True Value, a 75-year-old brand headquartered in Chicago, started Chapter 11 bankruptcy proceedings amid an agreement to sell itself to Do It Best Corp., the chain said Monday.
The company said it will continue its day-to-day operations providing products to its 4,500 independently owned stores, which will stay open. Only one True Value store is company-owned.
“We believe that entering the process with an agreed offer from Do it Best, who has a similar decades-long history in the home improvement space and also operates with a focus on supporting members and helping them grow, is the most beneficial next step for True Value and our associates, customers, and vendor partners,” said True Value Chris Kempa. “We thank these valued stakeholders for their continued loyalty as we work to secure a stronger future for True Value.”
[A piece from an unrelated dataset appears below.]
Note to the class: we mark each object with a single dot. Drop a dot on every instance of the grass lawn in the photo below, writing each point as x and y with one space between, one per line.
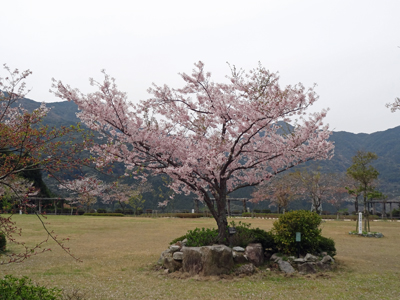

Do It Best is bidding $153 million on the company, according to legal filings. It’s also agreed to assume certain liabilities.
True Value is requesting designation of Do It Best as a “stalking horse” or lead bidder in the bidding process as the chain goes up for sale as part of the bankruptcy proceeding, and is getting funds from Do It Best.
The company’s first-day bankruptcy motions included requests to continue to pay and provide benefits for its employees.
True Value said it hopes to complete the sale process by the end of the year.